Carbon ultrafine particles accelerate lung cancer progression

While it may seem common knowledge that smoking is bad for your lungs, if and how ultrafine particles present in cigarette smoke impact the development and progression of lung cancer remains unclear. Working with animal models, researchers at Baylor College of Medicine sought to find how airborne ultrafine particles in smoke can change a host’s defense against lung cancer.

In a study published in the current edition of Science Advances, Dr. Cheng-Yen Chang, a postdoctoral fellow in Dr. Farrah Kheradmand’s lab in the Department of Medicine — Pulmonary at Baylor, and their team discovered that exposure to ultrafine particles alters the function of immune cells in the lungs, disabling their natural defense mechanism against tumors. They found that ultrafine particles change the cell’s primary energy source, creating new byproducts in the lungs. Accumulation of the new byproducts can decrease the host’s immune defense, allowing tumors to escape detection.

These particles are not just found in cigarette smoke; environmental and other natural fires also incompletely combust organic matter that generates ultrafine particles. Kheradmand and colleagues at Rice University had previously found that immune cells in the lungs of heavy smokers contain particles that they identified as nano-sized elemental carbon black.

“When we breathe, we inhale many particles of different sizes.

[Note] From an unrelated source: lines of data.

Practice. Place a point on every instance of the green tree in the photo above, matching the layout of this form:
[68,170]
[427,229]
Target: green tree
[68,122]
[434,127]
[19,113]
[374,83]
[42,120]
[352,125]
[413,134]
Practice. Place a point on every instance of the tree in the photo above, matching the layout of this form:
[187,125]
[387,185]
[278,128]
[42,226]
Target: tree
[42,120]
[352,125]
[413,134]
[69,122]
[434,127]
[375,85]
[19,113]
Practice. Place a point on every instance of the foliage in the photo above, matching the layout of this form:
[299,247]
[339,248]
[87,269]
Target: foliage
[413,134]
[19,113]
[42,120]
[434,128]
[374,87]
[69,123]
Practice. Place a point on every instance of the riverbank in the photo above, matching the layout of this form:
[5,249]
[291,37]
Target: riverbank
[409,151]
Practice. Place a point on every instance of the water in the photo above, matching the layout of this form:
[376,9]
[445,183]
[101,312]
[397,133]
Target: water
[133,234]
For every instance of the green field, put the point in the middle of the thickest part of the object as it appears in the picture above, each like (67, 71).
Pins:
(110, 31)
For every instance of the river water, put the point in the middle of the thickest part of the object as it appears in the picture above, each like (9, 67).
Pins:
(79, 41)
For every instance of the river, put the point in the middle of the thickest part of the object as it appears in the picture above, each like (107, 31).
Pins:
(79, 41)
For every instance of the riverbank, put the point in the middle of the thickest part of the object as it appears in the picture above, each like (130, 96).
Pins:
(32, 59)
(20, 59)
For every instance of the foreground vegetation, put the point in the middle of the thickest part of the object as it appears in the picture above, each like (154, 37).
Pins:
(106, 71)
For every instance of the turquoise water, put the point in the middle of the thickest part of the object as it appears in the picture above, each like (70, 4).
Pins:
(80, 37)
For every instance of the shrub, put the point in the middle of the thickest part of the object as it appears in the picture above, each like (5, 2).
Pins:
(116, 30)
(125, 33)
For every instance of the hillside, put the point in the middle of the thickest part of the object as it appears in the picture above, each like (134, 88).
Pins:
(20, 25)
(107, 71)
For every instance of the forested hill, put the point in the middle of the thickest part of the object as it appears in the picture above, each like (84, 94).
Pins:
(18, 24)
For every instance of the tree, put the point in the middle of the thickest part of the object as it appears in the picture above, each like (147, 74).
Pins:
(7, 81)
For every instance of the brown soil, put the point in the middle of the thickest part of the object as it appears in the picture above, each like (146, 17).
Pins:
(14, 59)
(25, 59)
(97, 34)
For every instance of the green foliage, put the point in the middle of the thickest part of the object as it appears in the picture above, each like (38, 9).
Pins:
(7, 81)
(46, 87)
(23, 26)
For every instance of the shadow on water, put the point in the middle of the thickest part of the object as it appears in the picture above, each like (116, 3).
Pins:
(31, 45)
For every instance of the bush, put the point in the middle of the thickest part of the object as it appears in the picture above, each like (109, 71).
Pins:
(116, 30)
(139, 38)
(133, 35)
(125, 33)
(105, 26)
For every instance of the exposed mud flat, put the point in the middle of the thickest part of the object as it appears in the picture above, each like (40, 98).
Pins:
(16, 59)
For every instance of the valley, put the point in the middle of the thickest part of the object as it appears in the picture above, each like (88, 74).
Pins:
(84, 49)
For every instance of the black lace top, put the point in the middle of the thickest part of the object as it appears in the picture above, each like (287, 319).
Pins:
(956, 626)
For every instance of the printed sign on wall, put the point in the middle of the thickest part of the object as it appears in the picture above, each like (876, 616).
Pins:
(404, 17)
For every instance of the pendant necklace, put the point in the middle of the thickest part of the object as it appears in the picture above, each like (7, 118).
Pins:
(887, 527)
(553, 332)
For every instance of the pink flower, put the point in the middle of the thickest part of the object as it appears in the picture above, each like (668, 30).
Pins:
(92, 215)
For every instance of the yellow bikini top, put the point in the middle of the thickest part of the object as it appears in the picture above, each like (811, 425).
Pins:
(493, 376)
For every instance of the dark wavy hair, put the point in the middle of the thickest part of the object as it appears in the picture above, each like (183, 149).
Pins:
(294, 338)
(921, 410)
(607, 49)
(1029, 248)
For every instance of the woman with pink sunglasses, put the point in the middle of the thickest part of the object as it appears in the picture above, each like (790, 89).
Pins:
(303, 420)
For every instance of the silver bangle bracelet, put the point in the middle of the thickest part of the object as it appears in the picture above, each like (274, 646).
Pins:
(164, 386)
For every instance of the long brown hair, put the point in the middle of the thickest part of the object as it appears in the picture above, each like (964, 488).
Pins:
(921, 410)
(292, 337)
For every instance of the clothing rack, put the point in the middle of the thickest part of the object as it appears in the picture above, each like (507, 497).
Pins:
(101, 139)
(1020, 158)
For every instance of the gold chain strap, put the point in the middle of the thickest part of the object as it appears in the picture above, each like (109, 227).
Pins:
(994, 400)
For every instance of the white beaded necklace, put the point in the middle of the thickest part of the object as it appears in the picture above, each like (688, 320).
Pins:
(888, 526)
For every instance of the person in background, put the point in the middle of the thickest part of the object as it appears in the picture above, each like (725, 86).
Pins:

They are lodged somewhere along the airways, like in the nose or trachea, depending on their size.”

“Ultrafine particles are so small they can navigate the respiratory system and deposit in the far distal part of the lung that is used for gas exchange — the process of breathing,” Kheradmand said. “It is at that point where these particles can collect and begin to alter the way lung immune cells function.”

The study illuminates how ultrafine particles promote cancer progression

Using two different mouse models of lung cancer, Chang was able to replicate the same type of exposure to ultrafine particles typically seen in a heavy smoker.